Assets jumped 13.7% to $1.003 trillion in the year ended June 30, reaching the $1 trillion mark for just the second time ever and the first since P&I's 2008 survey.
That compares to a 9% increase a year earlier and an 11.7% rise in P&I's 2012 survey. The growth of U.S. institutional tax-exempt assets in this year's survey continued its upward trajectory, growing 12.5% to $466.3 billion. Of that, real estate equity assets grew 13.1% to $369.5 billion.
Discretionary assets for U.S. institutional tax-exempt investors rose 12% to $383 billion during the period.
Among the 50 largest managers for U.S. institutional tax-exempt clients, assets rose 12.4% to $423.6 billion.
The top 10 managers of U.S. institutional tax-exempt assets account for 59% of the total. As a group, assets of the top 10 managers of U.S. institutional tax-exempt assets grew 15.6%.
Managers' mezzanine assets grew 7% to $4.89 billion. The top 10 mezzanine managers accounted for 87% of the assets, losing some ground from last year's survey when they had 94.5% of the assets.
Real estate investment trust managers' total worldwide assets were up 9.4% to $394.6 billion, while REIT securities managed for U.S. institutional tax exempt clients increased 19.8% to $113.9 billion in the 12 months ended June 30.

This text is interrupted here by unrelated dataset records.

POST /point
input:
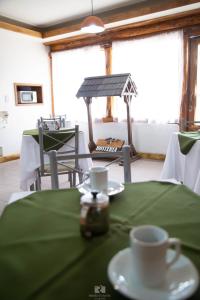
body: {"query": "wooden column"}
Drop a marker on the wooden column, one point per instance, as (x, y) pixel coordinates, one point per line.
(91, 145)
(51, 85)
(108, 57)
(127, 100)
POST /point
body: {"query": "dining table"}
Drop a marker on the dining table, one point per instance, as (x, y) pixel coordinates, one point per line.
(182, 161)
(30, 153)
(43, 255)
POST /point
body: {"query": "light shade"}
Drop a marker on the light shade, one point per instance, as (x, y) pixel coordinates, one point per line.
(92, 24)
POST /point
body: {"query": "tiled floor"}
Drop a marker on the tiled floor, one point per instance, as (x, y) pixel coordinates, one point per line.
(141, 170)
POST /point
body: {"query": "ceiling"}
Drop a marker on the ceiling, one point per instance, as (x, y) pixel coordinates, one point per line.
(43, 13)
(51, 18)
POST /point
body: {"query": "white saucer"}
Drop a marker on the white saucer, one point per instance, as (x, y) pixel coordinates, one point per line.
(114, 187)
(181, 282)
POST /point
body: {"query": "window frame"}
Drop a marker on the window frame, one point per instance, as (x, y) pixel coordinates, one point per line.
(188, 105)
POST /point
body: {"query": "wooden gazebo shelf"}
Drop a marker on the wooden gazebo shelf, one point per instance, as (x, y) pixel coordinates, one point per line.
(120, 85)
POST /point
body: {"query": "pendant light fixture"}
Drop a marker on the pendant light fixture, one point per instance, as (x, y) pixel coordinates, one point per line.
(92, 24)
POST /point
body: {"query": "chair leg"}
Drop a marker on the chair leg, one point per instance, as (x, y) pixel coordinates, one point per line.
(70, 179)
(32, 187)
(80, 177)
(74, 179)
(38, 181)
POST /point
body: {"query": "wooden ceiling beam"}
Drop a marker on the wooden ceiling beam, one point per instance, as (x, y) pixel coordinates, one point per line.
(167, 23)
(119, 14)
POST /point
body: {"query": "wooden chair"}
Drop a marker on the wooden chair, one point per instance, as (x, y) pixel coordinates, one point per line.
(55, 139)
(122, 156)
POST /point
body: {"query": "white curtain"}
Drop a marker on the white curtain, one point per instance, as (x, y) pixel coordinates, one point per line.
(69, 70)
(156, 67)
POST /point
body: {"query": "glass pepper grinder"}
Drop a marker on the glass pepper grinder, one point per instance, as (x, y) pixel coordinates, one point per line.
(94, 218)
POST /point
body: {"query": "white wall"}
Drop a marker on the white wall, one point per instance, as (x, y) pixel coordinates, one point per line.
(23, 59)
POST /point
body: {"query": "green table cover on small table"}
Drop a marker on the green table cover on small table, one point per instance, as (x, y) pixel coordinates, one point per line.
(187, 140)
(52, 141)
(43, 256)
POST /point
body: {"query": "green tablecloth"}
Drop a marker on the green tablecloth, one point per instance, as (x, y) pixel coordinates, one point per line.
(52, 141)
(187, 140)
(43, 256)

This year's survey for the first time asked about assets managed for defined contribution plans. Managers of REITs ran $15.1 billion for defined contribution plans, accounting for 13.2% of REIT managers' total assets managed for U.S. tax-exempt clients.
Six of the top 10 REIT managers run REIT assets in defined contribution plans — BlackRock Inc., Vanguard Group Inc., Invesco Real Estate, Morgan Stanley Real Estate Securities, State Street Global Advisors and EII Capital Management Inc.

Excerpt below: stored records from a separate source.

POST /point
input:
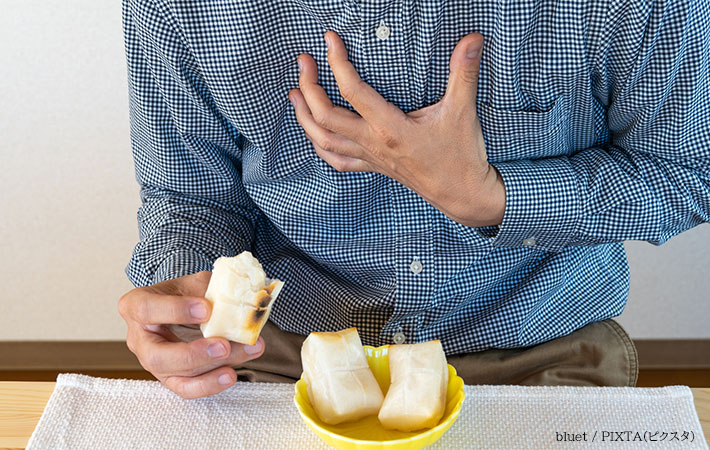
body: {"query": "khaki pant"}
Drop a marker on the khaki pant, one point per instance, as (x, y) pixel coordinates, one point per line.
(599, 354)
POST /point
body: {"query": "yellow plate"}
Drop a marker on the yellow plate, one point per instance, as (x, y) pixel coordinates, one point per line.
(368, 433)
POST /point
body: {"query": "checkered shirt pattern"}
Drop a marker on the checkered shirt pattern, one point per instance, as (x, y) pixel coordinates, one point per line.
(596, 113)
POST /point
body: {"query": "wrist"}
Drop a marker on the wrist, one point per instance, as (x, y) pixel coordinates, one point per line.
(485, 202)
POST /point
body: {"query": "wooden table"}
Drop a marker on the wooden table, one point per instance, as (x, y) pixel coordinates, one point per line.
(22, 403)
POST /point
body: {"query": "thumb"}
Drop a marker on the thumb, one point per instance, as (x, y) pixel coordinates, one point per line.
(464, 65)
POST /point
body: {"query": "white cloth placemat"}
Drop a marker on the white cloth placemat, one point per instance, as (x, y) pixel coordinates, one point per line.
(97, 413)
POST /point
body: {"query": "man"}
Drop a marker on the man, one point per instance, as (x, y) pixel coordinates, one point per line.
(463, 172)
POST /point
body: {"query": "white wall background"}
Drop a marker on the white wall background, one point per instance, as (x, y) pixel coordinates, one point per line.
(68, 195)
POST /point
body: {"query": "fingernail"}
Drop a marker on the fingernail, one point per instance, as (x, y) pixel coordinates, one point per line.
(473, 50)
(198, 311)
(216, 350)
(224, 379)
(253, 349)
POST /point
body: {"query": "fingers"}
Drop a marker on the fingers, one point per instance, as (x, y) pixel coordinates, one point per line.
(163, 357)
(366, 101)
(321, 138)
(464, 67)
(145, 306)
(334, 118)
(210, 383)
(341, 163)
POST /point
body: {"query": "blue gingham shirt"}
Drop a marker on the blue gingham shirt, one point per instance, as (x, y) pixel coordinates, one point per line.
(596, 114)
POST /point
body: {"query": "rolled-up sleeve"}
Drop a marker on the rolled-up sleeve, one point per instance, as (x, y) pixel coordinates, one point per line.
(652, 181)
(187, 155)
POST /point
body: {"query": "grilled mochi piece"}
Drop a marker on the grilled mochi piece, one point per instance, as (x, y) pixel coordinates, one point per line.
(340, 384)
(419, 378)
(241, 297)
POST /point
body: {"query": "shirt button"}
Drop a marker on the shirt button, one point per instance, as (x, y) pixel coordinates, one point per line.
(399, 338)
(383, 31)
(529, 242)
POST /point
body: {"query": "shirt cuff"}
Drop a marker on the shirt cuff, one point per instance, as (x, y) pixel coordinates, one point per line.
(542, 204)
(181, 263)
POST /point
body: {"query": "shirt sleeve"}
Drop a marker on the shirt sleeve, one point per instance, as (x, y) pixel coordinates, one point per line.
(652, 181)
(187, 156)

Five managers run a total of $14.3 billion in U.S. tax-exempt real estate assets for defined contribution plans, of which $2.5 billion is in real estate equity. Those managers are Prudential Financial, J.P. Morgan Asset Management, Principal Real Estate Investors, Timberland Investment Resources and UBS Global Real Estate.
During the year ended June 30, the NCREIF Property index return was 11.2%. The total return of the FTSE NAREIT All REITs index, which includes both equity and mortgage REITs, was up 13.02%, while the total return of the FTSE NAREIT All Equity REITs index, which excludes mortgages, was up 13.71%, according to data provided by the Washington-based National Association of Real Estate Investment Trusts.
Not included in the rankings again this year is Blackstone Group LP, New York, which tracks its data in a different way. Blackstone Group executives nevertheless did provide some data. As of June 30, Blackstone Real Estate's worldwide AUM— defined as equity value net of leverage and unused capital commitments — totaled $80.4 billion, of which firm executives estimate one-third is managed for U.S. tax-exempt investors.
(Blackstone's tax-exempt estimate was calculated by multiplying the total real estate assets under management by a ratio of total capital raised in the U.S. from tax-exempt investors for active funds, divided by total real estate capital raised.)